Bild: Sitzt gerne in Talkshows: Jürgen Todenhöfer bei „Menschen bei Maischb…
taz: Herr Augstein, Sie haben Jürgen Todenhöfer zum Herausgeber des
„Freitag“ berufen. Warum?
Jakob Augstein: Ich kenne Jürgen Todenhöfer schon lange und finde, dass er
eine sehr ungewöhnliche Figur ist: ein unabhängiger Kopf, kontrovers und
deswegen passt er zu uns. Wir sind nicht in allem einer Meinung, aber mir
war wichtig: Er ist kein Mainstreampublizist und der Freitag ist kein
Mainstream-Medium.
In welchen Punkten stimmen sie überein?
Er ist einer der schärfsten Kriegskritiker. Ich halte ihn für einen
Pazifisten. Er glaubt, dass es keine guten und keine bösen Kriege, keine
guten Bomben und keine bösen Bomben gibt – darin sind wir uns einig. Ihn
zeichnet seine hohe Glaubwürdigkeit aus, er weiß wovon er spricht, wenn er
vom Krieg berichtet. Er war dort.
In vielen Kreisen hat er keine Glaubwürdigkeit. Zuletzt stand er [1][in der
Kritik, weil er ein Interview mit einem vermeintlichen Al-Nusra-Mitglied
geführt hat, das eventuell gar keins war].

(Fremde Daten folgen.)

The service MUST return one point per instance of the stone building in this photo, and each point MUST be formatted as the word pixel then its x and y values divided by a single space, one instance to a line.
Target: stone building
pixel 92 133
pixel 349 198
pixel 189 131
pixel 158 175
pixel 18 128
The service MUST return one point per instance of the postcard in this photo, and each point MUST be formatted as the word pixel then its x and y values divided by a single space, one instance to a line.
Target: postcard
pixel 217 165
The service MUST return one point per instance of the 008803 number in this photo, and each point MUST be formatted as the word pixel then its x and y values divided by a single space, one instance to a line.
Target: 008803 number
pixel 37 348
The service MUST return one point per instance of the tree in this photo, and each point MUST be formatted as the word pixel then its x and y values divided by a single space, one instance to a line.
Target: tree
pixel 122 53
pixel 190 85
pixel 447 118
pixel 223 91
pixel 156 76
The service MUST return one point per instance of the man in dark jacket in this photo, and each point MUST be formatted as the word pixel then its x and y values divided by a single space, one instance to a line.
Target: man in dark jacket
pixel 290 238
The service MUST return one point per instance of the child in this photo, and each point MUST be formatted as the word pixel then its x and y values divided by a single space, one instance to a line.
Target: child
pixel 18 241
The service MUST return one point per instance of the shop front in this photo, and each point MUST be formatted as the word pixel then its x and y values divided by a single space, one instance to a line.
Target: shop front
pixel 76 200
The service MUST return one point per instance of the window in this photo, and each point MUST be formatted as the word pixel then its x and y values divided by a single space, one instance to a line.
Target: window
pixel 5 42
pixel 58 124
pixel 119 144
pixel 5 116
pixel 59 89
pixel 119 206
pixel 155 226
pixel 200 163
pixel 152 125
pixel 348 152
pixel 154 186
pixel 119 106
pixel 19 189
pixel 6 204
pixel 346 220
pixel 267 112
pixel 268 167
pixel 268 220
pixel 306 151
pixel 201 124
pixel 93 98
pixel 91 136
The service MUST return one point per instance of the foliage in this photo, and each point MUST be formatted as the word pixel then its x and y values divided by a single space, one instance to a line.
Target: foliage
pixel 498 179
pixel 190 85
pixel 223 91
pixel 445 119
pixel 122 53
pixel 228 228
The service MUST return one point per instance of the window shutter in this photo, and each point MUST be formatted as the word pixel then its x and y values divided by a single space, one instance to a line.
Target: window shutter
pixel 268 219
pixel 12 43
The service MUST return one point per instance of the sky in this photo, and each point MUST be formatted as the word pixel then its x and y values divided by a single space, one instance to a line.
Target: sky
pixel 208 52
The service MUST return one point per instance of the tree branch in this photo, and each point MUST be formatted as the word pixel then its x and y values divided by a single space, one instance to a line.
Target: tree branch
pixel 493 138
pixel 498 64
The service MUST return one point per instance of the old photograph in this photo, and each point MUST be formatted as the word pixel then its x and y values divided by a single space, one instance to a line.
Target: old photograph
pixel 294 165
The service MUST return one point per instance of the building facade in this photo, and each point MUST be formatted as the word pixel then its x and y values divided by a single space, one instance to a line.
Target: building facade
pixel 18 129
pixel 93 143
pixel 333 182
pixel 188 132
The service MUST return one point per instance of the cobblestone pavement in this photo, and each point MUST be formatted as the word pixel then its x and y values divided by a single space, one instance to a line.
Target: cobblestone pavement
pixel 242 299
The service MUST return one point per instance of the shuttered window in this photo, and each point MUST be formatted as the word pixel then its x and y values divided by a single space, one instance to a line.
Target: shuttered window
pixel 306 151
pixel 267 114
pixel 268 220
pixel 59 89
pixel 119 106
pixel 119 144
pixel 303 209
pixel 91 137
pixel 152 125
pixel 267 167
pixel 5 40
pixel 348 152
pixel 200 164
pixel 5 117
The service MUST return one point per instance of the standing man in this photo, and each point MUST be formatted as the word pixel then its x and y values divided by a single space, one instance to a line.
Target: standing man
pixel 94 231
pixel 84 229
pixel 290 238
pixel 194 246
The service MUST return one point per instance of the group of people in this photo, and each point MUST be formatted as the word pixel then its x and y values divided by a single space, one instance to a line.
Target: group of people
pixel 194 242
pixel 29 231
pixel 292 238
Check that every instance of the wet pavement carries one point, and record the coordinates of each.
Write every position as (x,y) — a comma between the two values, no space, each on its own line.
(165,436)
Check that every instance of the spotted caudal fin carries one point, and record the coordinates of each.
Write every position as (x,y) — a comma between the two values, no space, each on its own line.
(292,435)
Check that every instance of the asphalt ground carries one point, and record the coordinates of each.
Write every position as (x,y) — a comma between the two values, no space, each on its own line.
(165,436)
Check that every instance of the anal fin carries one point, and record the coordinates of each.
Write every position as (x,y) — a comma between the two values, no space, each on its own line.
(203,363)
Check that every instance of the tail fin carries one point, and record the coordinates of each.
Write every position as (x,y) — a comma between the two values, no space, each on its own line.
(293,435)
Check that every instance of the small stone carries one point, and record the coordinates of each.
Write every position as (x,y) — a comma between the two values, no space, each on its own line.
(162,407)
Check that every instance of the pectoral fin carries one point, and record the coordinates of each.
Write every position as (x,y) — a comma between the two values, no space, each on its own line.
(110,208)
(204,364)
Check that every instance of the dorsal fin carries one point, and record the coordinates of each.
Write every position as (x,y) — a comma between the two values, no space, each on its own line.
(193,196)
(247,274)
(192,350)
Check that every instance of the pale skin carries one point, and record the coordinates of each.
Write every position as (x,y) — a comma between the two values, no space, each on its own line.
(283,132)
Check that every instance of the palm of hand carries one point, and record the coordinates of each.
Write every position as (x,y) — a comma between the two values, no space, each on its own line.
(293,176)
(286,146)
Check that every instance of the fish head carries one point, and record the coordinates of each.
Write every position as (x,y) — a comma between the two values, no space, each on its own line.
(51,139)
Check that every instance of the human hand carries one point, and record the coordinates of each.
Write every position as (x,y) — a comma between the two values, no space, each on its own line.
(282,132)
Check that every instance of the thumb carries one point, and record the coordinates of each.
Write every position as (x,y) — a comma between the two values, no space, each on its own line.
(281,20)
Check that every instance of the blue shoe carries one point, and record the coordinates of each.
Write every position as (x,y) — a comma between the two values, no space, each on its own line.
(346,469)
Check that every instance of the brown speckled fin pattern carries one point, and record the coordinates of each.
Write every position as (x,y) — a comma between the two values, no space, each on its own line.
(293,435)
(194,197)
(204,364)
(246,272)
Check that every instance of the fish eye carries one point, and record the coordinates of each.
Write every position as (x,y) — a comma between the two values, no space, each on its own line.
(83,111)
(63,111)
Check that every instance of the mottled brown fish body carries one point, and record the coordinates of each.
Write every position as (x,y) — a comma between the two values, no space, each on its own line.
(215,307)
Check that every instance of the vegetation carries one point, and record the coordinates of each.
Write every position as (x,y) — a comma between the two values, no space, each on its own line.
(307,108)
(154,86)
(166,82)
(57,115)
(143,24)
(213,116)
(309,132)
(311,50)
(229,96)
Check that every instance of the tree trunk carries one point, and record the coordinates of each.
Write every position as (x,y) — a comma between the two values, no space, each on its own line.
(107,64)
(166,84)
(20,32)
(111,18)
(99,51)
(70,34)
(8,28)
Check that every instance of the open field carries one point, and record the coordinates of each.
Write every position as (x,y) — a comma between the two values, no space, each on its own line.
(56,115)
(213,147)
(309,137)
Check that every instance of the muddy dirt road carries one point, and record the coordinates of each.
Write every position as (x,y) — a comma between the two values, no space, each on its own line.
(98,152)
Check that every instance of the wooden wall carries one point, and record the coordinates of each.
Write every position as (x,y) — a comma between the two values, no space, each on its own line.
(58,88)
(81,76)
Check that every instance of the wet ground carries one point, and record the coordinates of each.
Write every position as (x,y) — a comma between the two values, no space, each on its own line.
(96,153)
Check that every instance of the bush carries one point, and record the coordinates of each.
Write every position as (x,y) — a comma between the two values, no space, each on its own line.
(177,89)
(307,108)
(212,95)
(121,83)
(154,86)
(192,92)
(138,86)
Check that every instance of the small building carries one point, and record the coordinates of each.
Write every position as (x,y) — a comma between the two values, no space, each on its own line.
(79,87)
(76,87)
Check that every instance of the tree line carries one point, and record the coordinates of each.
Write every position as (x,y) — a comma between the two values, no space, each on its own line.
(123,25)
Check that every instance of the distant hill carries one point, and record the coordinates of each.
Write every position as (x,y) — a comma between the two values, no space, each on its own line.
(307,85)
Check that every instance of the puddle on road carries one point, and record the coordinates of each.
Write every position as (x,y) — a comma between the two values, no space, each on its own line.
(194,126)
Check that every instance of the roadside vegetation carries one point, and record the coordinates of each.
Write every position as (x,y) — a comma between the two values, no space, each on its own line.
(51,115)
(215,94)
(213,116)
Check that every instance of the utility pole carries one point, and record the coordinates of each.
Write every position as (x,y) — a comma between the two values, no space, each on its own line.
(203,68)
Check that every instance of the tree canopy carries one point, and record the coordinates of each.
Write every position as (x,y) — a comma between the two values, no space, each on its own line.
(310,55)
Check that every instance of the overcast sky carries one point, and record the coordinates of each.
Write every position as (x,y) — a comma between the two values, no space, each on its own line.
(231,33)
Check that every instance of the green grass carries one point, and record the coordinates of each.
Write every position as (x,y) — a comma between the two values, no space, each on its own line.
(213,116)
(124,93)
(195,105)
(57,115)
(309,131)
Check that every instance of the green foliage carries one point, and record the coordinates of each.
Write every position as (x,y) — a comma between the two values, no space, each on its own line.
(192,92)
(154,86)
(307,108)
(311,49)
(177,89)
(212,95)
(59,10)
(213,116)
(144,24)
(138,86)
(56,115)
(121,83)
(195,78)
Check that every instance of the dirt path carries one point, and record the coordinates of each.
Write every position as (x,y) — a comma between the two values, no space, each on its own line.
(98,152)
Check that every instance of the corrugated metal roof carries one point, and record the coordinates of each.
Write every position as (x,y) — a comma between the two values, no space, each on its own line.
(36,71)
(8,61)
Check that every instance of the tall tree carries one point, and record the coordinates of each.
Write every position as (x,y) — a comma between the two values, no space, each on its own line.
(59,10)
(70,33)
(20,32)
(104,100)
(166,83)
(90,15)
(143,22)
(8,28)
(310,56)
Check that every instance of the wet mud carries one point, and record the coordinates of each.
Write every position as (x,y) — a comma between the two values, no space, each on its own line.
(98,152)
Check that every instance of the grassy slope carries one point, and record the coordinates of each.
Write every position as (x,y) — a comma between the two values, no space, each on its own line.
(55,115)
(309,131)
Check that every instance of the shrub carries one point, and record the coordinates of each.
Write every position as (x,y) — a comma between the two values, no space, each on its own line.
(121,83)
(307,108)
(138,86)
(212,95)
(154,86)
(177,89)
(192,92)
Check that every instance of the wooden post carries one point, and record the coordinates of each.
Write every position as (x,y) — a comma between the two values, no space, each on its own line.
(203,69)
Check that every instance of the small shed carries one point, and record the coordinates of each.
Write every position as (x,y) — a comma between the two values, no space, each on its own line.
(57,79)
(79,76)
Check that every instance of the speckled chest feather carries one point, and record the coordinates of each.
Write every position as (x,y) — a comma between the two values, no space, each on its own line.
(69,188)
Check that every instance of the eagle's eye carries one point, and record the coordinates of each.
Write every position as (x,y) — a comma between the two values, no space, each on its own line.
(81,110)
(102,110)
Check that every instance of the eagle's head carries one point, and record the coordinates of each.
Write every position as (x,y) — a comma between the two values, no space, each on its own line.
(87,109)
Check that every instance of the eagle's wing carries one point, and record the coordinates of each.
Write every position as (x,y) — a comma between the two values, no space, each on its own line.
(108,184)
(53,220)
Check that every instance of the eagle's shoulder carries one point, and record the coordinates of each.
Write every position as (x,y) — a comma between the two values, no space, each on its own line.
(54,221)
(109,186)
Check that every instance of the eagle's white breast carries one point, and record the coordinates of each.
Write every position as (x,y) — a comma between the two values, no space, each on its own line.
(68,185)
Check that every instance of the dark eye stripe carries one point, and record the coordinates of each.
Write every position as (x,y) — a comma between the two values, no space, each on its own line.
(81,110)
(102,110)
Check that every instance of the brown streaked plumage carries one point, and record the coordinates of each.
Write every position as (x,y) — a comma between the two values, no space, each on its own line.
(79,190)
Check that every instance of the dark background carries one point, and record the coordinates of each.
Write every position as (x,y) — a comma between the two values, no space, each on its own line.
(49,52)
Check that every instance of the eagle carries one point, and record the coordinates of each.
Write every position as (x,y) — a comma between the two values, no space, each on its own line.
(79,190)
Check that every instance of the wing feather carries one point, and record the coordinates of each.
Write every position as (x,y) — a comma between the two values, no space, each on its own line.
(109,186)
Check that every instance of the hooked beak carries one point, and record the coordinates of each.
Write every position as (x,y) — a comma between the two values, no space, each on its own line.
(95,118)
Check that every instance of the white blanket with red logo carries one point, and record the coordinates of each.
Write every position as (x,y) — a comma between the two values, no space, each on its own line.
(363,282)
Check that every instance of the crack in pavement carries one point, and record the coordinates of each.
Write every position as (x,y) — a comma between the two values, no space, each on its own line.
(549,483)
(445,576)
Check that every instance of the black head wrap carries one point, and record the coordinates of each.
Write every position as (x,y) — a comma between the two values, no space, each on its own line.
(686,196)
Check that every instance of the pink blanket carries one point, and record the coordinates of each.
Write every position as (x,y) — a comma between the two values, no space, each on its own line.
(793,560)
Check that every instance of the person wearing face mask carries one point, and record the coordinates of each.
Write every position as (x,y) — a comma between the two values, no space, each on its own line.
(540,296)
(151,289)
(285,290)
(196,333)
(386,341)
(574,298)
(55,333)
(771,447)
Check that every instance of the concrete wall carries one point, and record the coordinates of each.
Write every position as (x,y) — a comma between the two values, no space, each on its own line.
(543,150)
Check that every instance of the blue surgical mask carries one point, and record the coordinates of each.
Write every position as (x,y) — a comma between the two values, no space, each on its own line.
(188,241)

Ich fand die Kritik an dem Interview nicht überzeugend. Ich kann das nicht
beurteilen, verlasse mich aber auf sein Wort.
Ihm wird auch eine zu große Nähe zu Assad vorgeworfen: [2][Er soll guten
Kontakt zu Assad-Vertrauten haben], [3][2012 hat er den syrischen Diktator
interviewt und kaum kritische Fragen gestellt].
Ich fand das Interview nicht unkritisch. Interessant ist doch, dass, wann
immer es um Todenhöfer geht, dieses Assad-Interview rausgeholt wird. Und
wenn sie diesen Maßstab – zu große Nähe zwischen Interviewpartner und
Interviewtem anlegen –, dann dünnen sich die Reihen der guten Journalisten
schnell aus. Ich glaube, viele Leute stören sich an seinen Meinungen und an
seiner Kritik an der militärisch gestützten Außenpolitik der USA. Das
wollen viele Leute nicht hören und kritisieren deswegen sein
journalistisches Handwerk. Übrigens: Todenhöfer ist kein Journalist. Das
muss er als Freitag-Herausgeber auch nicht sein.
In den sozialen Netzwerken haben einige Leute die Nachricht kommentiert
mit: „Augstein und Todenhöfer, das passt ja gut zusammen.“ Können Sie sich
vorstellen, was damit gemeint ist?
Das ist ein Zitat von bild.de-Chef Julian Reichelt. Zitiert die taz jetzt
die Bild?
Das kommt nicht nur von Reichelt, sondern von vielen Twitterern.
Okay, ich weiß aber nicht, was es bedeuten soll.
Ihnen ist auch schon Antisemitismus vorgeworfen worden.
Ich habe keinen Hinweis darauf, dass Todenhöfer Antisemit ist. Er lehnt die
israelische Siedlungspolitik ab, das tue ich auch. Aber das ist doch noch
nicht antisemitisch.
Um bei Todenhöfer zu bleiben: Er hat zum Beispiel auf [4][Facebook Xavier
Naidoo promoted und dessen Lied „Nie mehr Krieg“, in dem er singt, Muslime
trügen heute den Judenstern]. Finden Sie das nicht antisemitisch?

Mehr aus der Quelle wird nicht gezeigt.